During and after the grim martial law period in the early 1980s, many freedom-minded Poles would greet each other on Jan. 1 with a sardonic wish:
“May the new year be better than you know it’s going to be!”
As 2020 opens, that salutation might well be adopted by Catholics concerned about the future of the Church, for more hard news is coming. So let’s get some of that out of the way, preemptively, before considering some resolutions that might help us all deal with the year ahead in faith, hope, and charity.
Financial scandals in the Vatican will intensify. It’s been clear for some months now that the dam of secrecy, masking irresponsibility (and worse), is cracking. So expect more disturbing revelations about corrupt self-dealing, misuse of charitable funds, stupid investments, and general incompetence behind the Leonine Wall.
Vatican diplomacy will continue to disappoint. And the disappointed will include all who care about the human rights the Church proclaims in its social doctrine. Over the past six years, Holy See diplomacy has failed in Syria, Russia, Ukraine, Burma, Cuba, China, and Venezuela. 2020 seems unlikely to see a more robust Vatican defense of human rights. But it will likely witness more extreme Vatican positions on climate change and migrants; that absolutism will help shrink the space for devising a reasonable approach to these issues, as it’s done in the past.
A report on the career of Theodore McCarrick will likely be issued by the Holy See. The report will please no one. Amidst the cacophony that will follow its release, it will be important to remember three salient truths about this tawdry business: Psychopaths fool people, even wise and holy people; McCarrick was a psychopath; and McCarrick fooled lots of people for decades, including his many former friends on the port side of Catholicism in the U.S. and throughout the world.

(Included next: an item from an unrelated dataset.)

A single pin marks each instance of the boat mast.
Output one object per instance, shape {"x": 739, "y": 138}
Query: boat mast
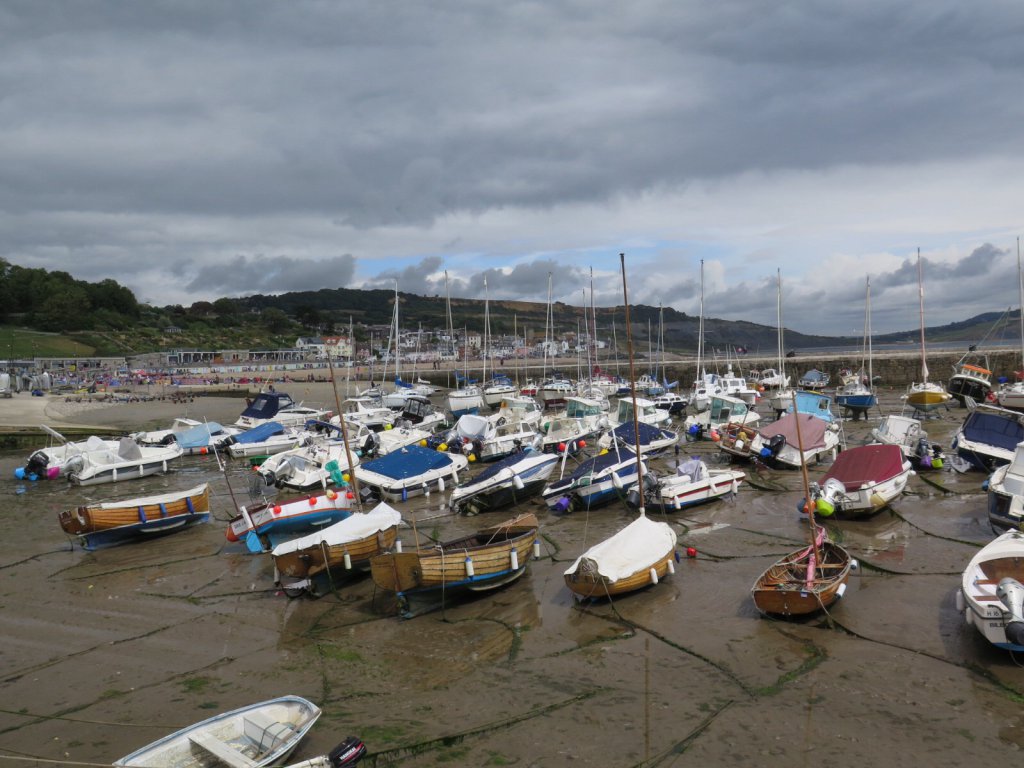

Aggressive and politically motivated state attorneys general will continue to issue reports on historic sexual abuse cases. The response from cowed Church leaders will be tepid, at best. And what will get lost again — as it got lost after the now-paradigmatic Pennsylvania attorney general’s report — are two realities ignored by too many media outlets, too many institutions with responsibility for the safety of the young, and too many Catholics: that the Catholic Church today is arguably the safest environment for young people in the country; and that, from bitter experience, the Catholic Church has learned some things about creating safe environments from which the Boy Scouts, Girl Scouts, public schools, and public school teachers’ unions could all learn.